SPARC Python Client

Introduction

In order to interact with multiple SPARC functionalities in Python and provide a more integrated approach to interact with SPARC resources, SPARC has introduced its own Python library called sparc.client. The library allows some basic operations for unauthorized users, such as browsing and querying publicly available datasets, listing records, files or downloading data.

Example Use Cases

The library is a joint effort of multiple SPARC teams to provide a common library that allows for interaction with different SPARC functionalities. Typical use cases include:

  • downloading publicly available data from SPARC
  • listing datasets, files, records
  • authentication across different independent modules
  • uploading and managing dataset
  • importing/exporting studies and files
  • access to knowledge, capabilities, and resources and organ scaffold mapping

Installation

In order to use SPARC's python client, please install the latest version of sparc.client from PyPI:

pip install sparc.client

SPARC Python Client has a modular structure. Each module provides different functionalities. The common configuration of the client is stored in config.ini file.

Alternatively, after downloading the most recent version of sparc.client from Github repository, the library could be installed in the following way:

pip install -e .

Setting up Authentication

The library requires to create a config file (a default version is available here),

from sparc.client import SparcClient
client = SparcClient(connect=False, config_file='config.ini')

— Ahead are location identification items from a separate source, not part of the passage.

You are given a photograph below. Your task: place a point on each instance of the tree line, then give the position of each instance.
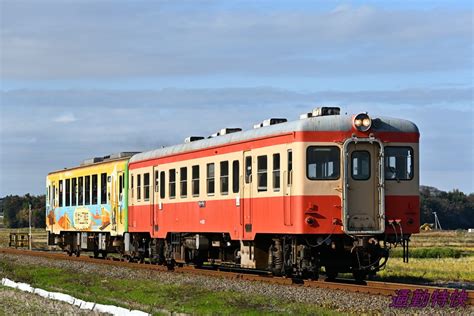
(455, 209)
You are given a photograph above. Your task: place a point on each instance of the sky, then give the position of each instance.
(80, 79)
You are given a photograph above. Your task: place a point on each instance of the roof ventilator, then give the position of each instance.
(191, 139)
(322, 111)
(272, 121)
(225, 131)
(94, 160)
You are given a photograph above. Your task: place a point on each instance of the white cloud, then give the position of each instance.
(65, 118)
(76, 41)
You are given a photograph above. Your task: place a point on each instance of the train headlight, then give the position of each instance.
(362, 122)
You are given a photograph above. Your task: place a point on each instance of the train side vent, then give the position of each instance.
(91, 161)
(193, 139)
(271, 121)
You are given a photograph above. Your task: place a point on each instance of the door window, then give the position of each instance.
(398, 163)
(323, 163)
(360, 165)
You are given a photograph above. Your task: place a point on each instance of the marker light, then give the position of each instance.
(362, 122)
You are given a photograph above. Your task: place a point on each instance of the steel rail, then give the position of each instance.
(369, 287)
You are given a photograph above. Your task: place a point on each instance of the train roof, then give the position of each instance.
(319, 123)
(92, 162)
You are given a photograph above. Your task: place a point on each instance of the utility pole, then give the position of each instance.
(437, 223)
(29, 220)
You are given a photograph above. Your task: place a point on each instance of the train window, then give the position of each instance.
(195, 175)
(87, 190)
(95, 188)
(139, 184)
(183, 182)
(398, 163)
(276, 172)
(360, 165)
(68, 192)
(146, 186)
(224, 168)
(262, 173)
(248, 169)
(290, 168)
(323, 163)
(162, 184)
(103, 188)
(120, 187)
(172, 183)
(74, 192)
(210, 178)
(80, 191)
(61, 193)
(235, 176)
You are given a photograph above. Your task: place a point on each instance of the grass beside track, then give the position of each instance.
(149, 296)
(429, 269)
(434, 256)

Authenticated users gain access to more advanced functionality, including managing datasets, or uploading files. Those functionalities are provided by Pennsieve Agent. For details, please follow the Pennsieve Agent tutorial: Uploading files to SPARC Portal .

Modules

The following modules are currently available:

  • Pennsieve module:
    • listing datasets
    • listing records
    • listing files
    • downloading files
    • using Pennsieve API
    • uploading files
  • O2sparc module
    • Upload files to the o²S²PARC platform
    • Create computational jobs
    • Submit jobs to computational services
    • Inspect the logs of computational services

Examples

Pennsieve module

Listing public datasets

Listing a dataset that match a specific word, e.g. the last name of the PI or a medical term could be performed the following way:

response=client.pennsieve.list_datasets(query='cancer', limit=2)
response

For further reference, please read SPARC Python Client tutorial

Listing records

Apart from listing the dataset, we can also zoom into the records of a given dataset for a specific model, for example explore researchers within Sparc project.

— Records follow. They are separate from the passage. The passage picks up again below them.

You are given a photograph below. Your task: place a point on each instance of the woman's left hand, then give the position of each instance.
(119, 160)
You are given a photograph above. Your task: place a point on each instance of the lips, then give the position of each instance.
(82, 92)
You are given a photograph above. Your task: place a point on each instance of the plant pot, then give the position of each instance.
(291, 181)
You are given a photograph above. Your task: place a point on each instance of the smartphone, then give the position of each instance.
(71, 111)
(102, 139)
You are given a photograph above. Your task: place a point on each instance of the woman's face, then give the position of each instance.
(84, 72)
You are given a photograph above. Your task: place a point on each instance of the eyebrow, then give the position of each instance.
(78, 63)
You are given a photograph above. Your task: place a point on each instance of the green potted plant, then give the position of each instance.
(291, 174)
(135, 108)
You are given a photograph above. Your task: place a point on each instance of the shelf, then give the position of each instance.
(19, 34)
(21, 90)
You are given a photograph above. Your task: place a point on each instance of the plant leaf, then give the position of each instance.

response=client.pennsieve.list_records(model='researcher', organization='SPARC')
response

For further reference, please read SPARC Python Client tutorial

Listing files

Similarly, we can query for files that are related with given name, or extension, e.g. that are included in a specific dataset.

response=client.pennsieve.list_files(dataset_id=90, query='manifest', file_type='json')
response

For further reference, please read SPARC Python Client tutorial

Downloading files

All we need to do is to list file(s) that are to be downloaded and pass it to the download_files function.

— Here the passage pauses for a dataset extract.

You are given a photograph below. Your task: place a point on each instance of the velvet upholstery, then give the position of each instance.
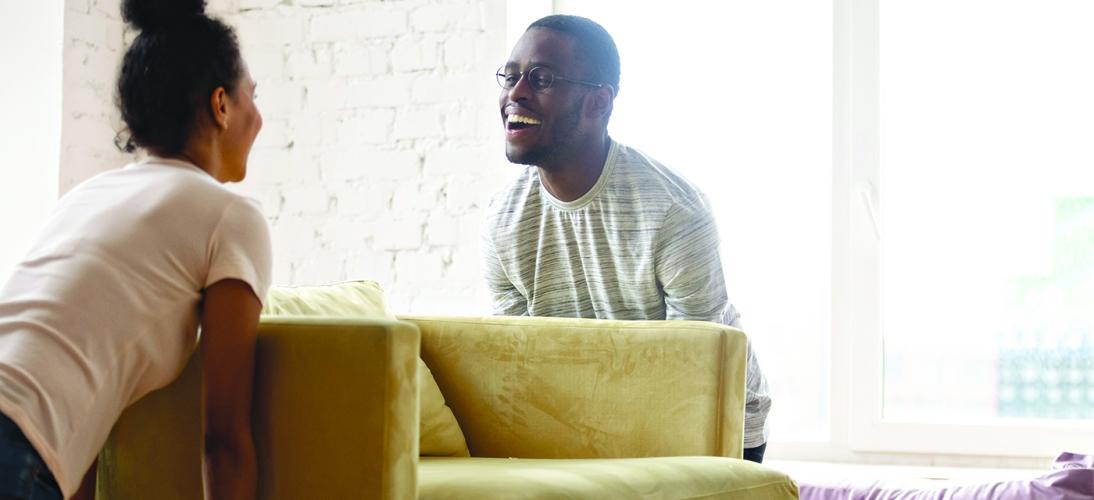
(663, 478)
(439, 432)
(575, 388)
(335, 416)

The function will either download the file with its original extension (if output_name is not specified) or pack the files and download them in gzip format to the specified directory.

response=client.pennsieve.list_files(dataset_id=90, query='manifest', file_type='json')  
client.pennsieve.download_file(file_list=response[1])

For further reference, please read SPARC Python Client tutorial

Using Pennsieve API

Sparc Client can interact with Pennsieve API and submit HTTP requests, e.g. GET or POST, for example:

#e.g. calling GET: https://docs.pennsieve.io/reference/browsefiles-1 for version 1 of dataset 90 with additional parameters
client.pennsieve.get('https://api.pennsieve.io/discover/datasets/90/versions/1/files/browse', params={'limit':2})

For reference, please visit Pennsieve API reference

Uploading files

An example on how to upload files to SPARC is available here: SPARC Python Client tutorial

Uploading requires downloading and configuring Pennsieve Agent. The instruction on configuring the agent could be found here: https://docs.pennsieve.io/docs/uploading-files-programmatically

Exporting Organ Scaffolds

An example on how to export organ scaffolds from the SPARC Portal to other common meshing formats is available here: SPARC Python Zinc Client tutorial

Export MBF Segmentation

An example on how to export MBF segmentations from the SPARC Portal to other common meshing formats is available here: SPARC Python Zinc Client tutorial

o²S²PARC module

Pre-requites:

  • An account on osparc.io: you will need this to generate API tokens to use the o²S²PARC module. If you don't have an account, request one at o²S²PARC Support, as explained here.
  • Have a configuration file (see here).

Installation

# import the necessary packages
import importlib, getpass
try:
  import sparc.client
except ImportError:
  ! pip install sparc.client
try:
  from tqdm import tqdm
except ImportError:
  ! pip install tqdm
from pprint import pprint
import os
from tqdm import tqdm
from sparc.client import SparcClient
from sparc.client.services.o2sparc import (
  O2SparcService,
  O2SparcSolver
)
from time import sleep
from pathlib import Path
from tempfile import TemporaryDirectory

Login to the o²S²PARC Python Client

Set-up credentials for o²S²PARC in osparc.io as explained here. Then use the "Key" as "Username" and "Secret" as "Password". Another option is to export them as environment variables.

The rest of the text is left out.